Do not over egg the pudding
What merits and traits characterise ‘The Unmarriageable Man’ in comparison to his previous works of fiction, to the extent it had an impact to being adjudged the winner of the Gratiaen? “Could it have been the plot or setting?” I asked. Ashok answered with a firm “No”, and proceeded, with explanatory enthusiasm “There are words in this book that I wouldn’t have used otherwise. The Gratiaen citation says the book shows ‘technical and linguistic brilliance’, and that language came out of the emotions that characterise this work. Not the plot or setting. It were the emotions that demanded certain words in this book.” Ashok explained that he believes in writing that provides accessibility, and not a formulated text that displays authorial prowess for grandiose vocabulary.
“I don’t”, he said, “Write with a thesaurus on my table, like some writers do.” What richness of linguistic expression found in this book is the result of what came from the heart once he had conceived the story in his head, he said. The emotions at work dictated the language for the narrative. “You owe it to yourself not to over egg the pudding.
qAt some point you get sick of it.”, he said, explicating his pudding metaphor as what happens when a writer, in order to achieve a contrived richness of language, keeps adding words and builds a plethora of flowery words to create a narrative that bombards the reader with grandiose vocabulary for the sake of it. “There is after all, only so many eggs you can add when making a watalappan.” Ashok remarked, and noted, “Exceed the limit and it makes you feel sick.”
A decision and a free handed heart
An Oxford graduate in Mathematics, Ashok’s belief and practice of ‘writing from the heart’ doesn’t translate to a craft to do with writing that is an unbridled spontaneous emotional outpour completely bereft of any preconceived direction. The mathematician in him too has a hand in how his work as an author of fiction pans out. “I structure it in my head. What do I want to write about? I ask myself.

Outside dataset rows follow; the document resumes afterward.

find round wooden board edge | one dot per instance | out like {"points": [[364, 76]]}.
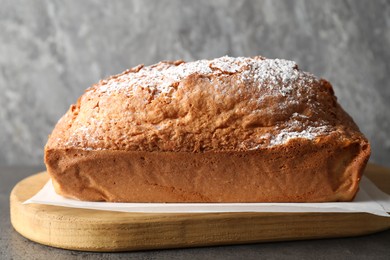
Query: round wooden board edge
{"points": [[39, 212]]}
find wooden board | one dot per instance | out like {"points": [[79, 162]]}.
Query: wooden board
{"points": [[93, 230]]}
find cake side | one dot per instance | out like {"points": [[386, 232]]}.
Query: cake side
{"points": [[301, 171]]}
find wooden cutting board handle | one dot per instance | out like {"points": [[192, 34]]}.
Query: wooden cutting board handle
{"points": [[93, 230]]}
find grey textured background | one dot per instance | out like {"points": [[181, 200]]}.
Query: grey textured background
{"points": [[51, 51]]}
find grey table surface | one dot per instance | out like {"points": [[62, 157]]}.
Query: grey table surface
{"points": [[14, 246]]}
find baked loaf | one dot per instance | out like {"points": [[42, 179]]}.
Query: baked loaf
{"points": [[222, 130]]}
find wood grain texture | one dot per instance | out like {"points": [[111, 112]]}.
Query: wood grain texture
{"points": [[93, 230]]}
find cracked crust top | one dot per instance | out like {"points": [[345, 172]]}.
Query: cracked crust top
{"points": [[224, 104]]}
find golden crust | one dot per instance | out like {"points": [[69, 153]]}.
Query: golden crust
{"points": [[224, 130]]}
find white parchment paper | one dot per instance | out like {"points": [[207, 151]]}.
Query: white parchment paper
{"points": [[369, 200]]}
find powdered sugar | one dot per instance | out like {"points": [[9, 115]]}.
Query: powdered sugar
{"points": [[163, 77]]}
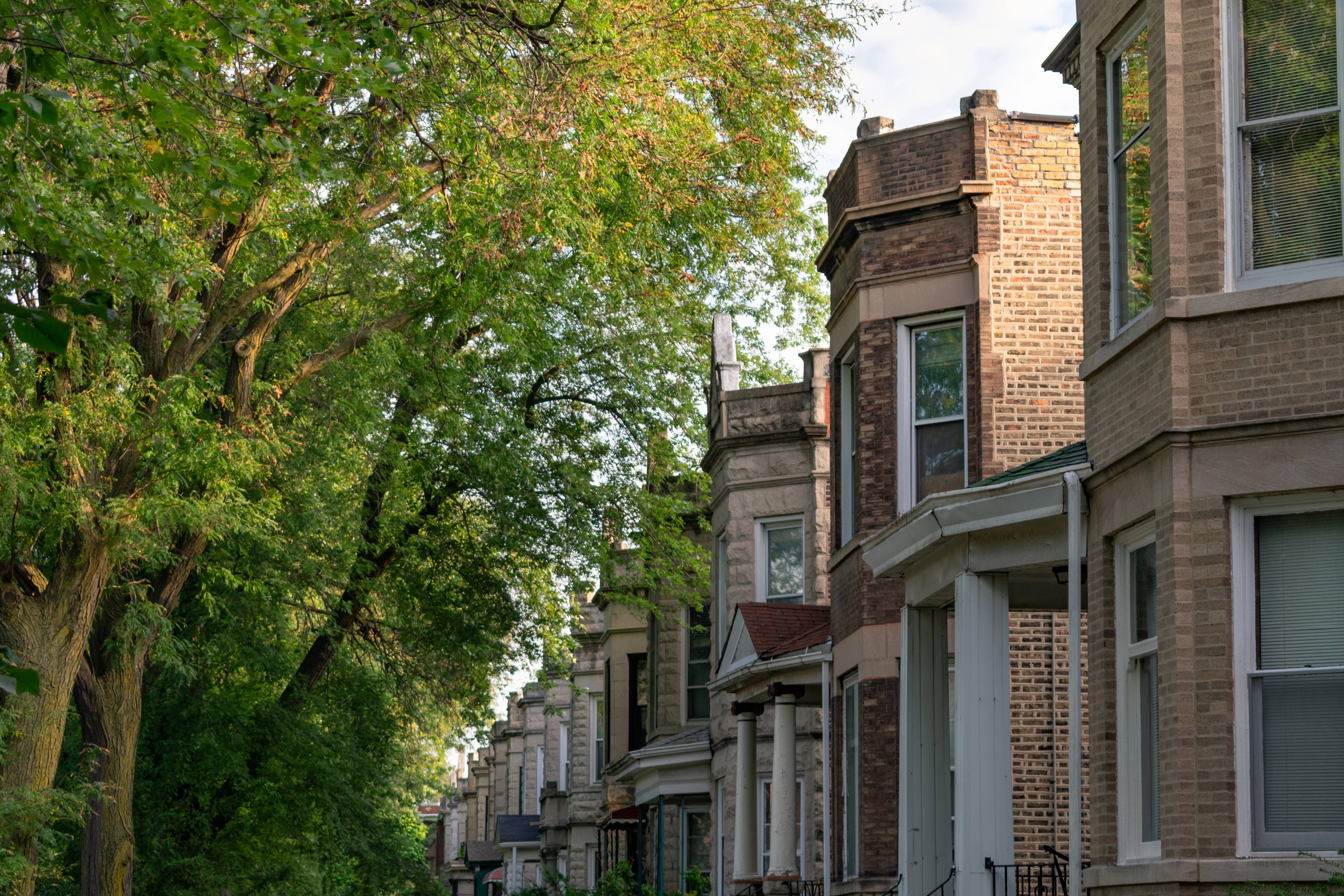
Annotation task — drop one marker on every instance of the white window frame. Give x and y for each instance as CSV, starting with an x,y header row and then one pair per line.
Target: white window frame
x,y
907,484
849,445
565,758
1119,260
1237,273
1243,519
686,667
1128,733
764,526
596,741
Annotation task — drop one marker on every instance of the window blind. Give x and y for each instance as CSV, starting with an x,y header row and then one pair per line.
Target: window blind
x,y
1302,590
1291,138
1302,737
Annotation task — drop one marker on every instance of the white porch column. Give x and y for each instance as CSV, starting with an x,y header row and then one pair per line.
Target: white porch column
x,y
784,773
745,848
924,839
983,745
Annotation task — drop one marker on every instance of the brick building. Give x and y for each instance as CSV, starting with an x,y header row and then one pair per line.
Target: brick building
x,y
956,331
1214,377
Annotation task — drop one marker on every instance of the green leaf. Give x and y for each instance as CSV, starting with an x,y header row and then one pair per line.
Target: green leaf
x,y
19,680
40,109
42,331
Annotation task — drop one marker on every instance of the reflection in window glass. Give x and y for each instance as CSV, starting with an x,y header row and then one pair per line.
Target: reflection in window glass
x,y
1150,774
1291,134
939,401
700,838
698,666
1144,609
784,563
1131,182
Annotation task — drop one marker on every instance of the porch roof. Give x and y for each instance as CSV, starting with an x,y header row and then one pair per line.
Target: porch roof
x,y
1011,523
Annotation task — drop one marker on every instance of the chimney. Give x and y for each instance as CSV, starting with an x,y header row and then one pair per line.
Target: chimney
x,y
874,127
980,100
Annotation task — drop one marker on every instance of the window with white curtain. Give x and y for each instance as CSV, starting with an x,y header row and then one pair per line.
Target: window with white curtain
x,y
1295,680
1131,181
1138,707
1287,144
850,777
780,569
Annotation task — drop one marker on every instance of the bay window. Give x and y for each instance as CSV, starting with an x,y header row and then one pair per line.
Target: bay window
x,y
1131,182
1138,700
1287,156
698,664
1290,608
932,410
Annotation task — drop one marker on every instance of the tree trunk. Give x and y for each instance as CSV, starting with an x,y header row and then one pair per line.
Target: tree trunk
x,y
110,698
48,624
110,714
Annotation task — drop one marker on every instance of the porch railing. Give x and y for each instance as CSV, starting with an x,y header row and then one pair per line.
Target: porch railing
x,y
1033,879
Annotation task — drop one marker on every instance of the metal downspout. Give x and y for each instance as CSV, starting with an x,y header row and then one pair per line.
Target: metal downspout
x,y
826,778
1076,682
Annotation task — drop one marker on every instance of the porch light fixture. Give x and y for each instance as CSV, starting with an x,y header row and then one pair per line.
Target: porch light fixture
x,y
1062,574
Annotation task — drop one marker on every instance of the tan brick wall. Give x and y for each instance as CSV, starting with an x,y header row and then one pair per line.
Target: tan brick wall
x,y
1265,365
1036,293
1038,663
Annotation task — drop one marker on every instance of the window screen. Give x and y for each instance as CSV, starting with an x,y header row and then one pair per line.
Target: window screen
x,y
940,439
1132,245
1298,691
1290,134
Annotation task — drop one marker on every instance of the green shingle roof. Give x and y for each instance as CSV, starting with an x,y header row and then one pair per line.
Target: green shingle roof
x,y
1065,457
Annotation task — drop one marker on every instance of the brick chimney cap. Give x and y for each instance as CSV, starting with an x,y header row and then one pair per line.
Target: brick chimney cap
x,y
874,127
980,100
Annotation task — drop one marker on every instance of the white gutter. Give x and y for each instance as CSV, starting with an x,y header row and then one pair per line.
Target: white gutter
x,y
780,664
904,541
1076,682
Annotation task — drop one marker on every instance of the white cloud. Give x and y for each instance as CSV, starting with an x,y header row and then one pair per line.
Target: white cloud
x,y
915,66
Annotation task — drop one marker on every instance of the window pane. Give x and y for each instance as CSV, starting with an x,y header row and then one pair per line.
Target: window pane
x,y
939,373
940,457
1143,577
784,557
1136,238
1302,590
1302,737
1150,756
1131,90
1294,172
1290,57
698,840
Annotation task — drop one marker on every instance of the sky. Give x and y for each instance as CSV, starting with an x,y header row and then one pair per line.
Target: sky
x,y
915,68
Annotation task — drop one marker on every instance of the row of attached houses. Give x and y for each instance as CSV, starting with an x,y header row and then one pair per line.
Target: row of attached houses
x,y
1036,581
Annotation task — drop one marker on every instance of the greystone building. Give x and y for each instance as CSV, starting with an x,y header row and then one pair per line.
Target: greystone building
x,y
1116,349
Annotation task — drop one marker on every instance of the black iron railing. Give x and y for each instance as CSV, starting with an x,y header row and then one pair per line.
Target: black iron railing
x,y
1033,879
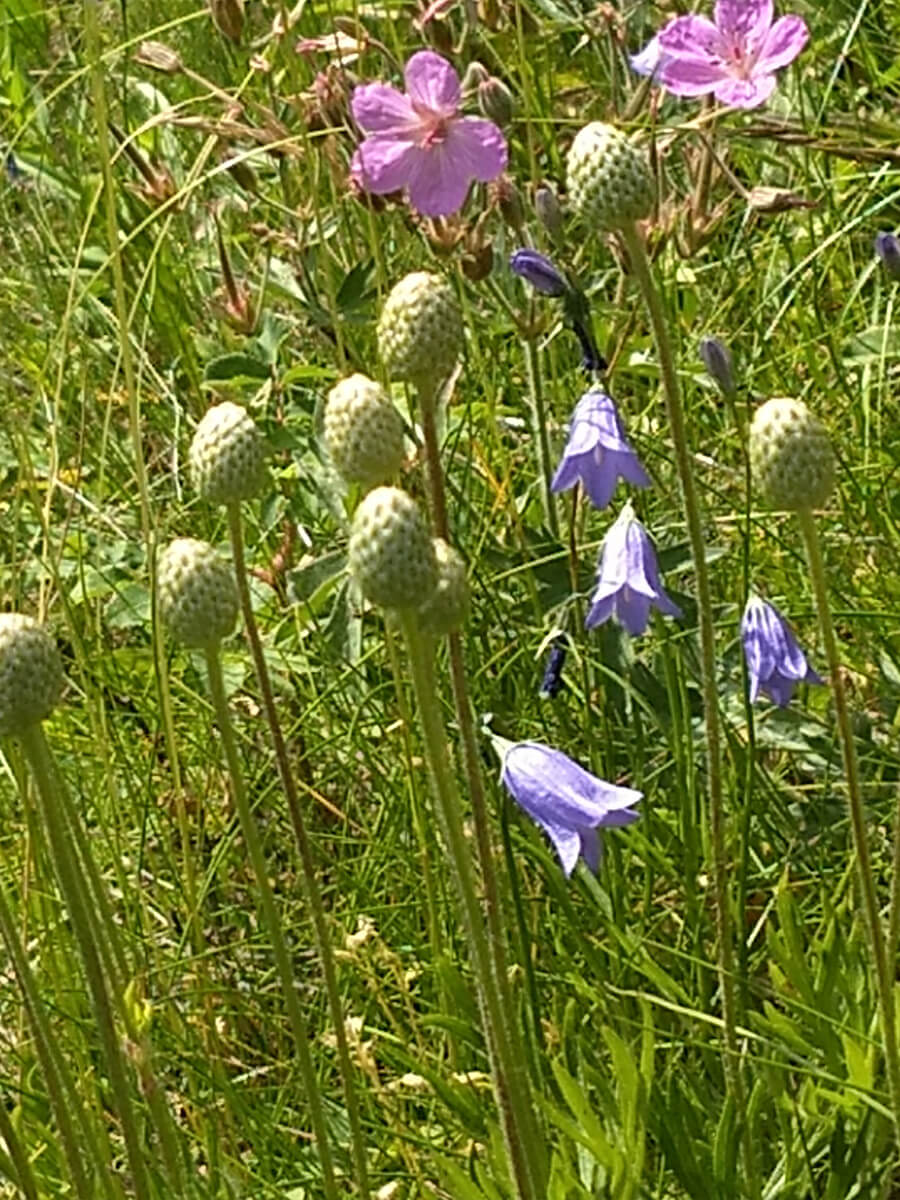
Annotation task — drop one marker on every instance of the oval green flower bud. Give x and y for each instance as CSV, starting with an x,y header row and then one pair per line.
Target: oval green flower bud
x,y
198,597
420,329
609,178
390,552
791,455
227,455
448,606
30,673
363,431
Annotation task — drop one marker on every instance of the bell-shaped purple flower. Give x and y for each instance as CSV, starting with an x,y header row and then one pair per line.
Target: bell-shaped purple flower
x,y
628,583
538,270
598,453
774,660
569,803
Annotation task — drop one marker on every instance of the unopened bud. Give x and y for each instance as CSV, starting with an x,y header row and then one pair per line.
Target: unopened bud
x,y
717,359
495,101
887,247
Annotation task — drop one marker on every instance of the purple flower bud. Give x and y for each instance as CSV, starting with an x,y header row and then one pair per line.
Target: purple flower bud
x,y
774,660
717,359
565,801
538,270
887,247
598,453
628,583
552,682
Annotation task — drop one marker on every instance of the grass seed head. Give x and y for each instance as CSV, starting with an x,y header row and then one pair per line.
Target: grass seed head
x,y
791,455
198,597
420,329
363,431
391,553
227,455
30,673
448,606
609,178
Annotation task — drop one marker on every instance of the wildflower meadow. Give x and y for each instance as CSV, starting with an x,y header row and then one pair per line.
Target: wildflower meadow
x,y
449,600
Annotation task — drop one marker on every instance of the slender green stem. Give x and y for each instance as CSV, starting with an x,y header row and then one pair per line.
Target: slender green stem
x,y
73,892
541,437
312,894
519,1084
273,922
60,1089
671,390
23,1177
526,1157
883,975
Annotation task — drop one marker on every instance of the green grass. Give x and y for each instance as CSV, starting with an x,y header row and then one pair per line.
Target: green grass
x,y
615,978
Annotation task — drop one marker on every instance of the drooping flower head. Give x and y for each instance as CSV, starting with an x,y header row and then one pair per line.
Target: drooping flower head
x,y
628,583
569,803
735,57
420,142
775,661
598,453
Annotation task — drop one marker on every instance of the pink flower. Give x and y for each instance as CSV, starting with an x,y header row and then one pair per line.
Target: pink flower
x,y
735,58
420,142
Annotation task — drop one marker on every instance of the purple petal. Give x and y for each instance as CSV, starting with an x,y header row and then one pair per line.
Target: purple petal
x,y
432,83
694,37
478,148
436,187
744,21
693,77
784,42
384,163
745,93
379,108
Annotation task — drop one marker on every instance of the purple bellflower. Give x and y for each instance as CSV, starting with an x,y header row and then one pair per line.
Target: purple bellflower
x,y
735,57
538,270
774,660
628,583
569,803
887,247
420,142
598,453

That is a technical decision,” he said. Thus the mathematician in him sets the initial groundwork. “And then,” he added, “I put that aside, and I write from the heart.” The structure, as per Ashok’s craft, gets cast into the subconscious I believe; ‘put aside’ doesn’t mean discarded. Thus the technical and the artistic work at varying levels to deliver a story that unveils its author’s vision.
A mission for expression...
From what I gathered, ‘The Unmarriageable Man’ has been, for its author, a mission for expression. A mission that reaped considerable results. But it also perhaps marks a divergence from the ‘Ferrey fiction’ urban Sri Lanka is so familiar and fond of. As I draw towards the conclusion of this article, I am reminded of what I read in the novel ‘Immortality’ by Milan Kundera, a novelist I much revere. Kundera believes that once the act of writing a novel has been completed, the writer undergoes a change within.
Every experience of writing a new novel changes something within the writer, and he doesn’t come out of that process the same man. The creator, is invariably, affected by the creation. How much did ‘The Unmarriageable Man’ change Ashok Ferrey? I did not ask. Has he decided on what to write next? Has he started his next book? I did not ask. In what direction will his heart course his writing hand in days ahead? Time, will surely tell.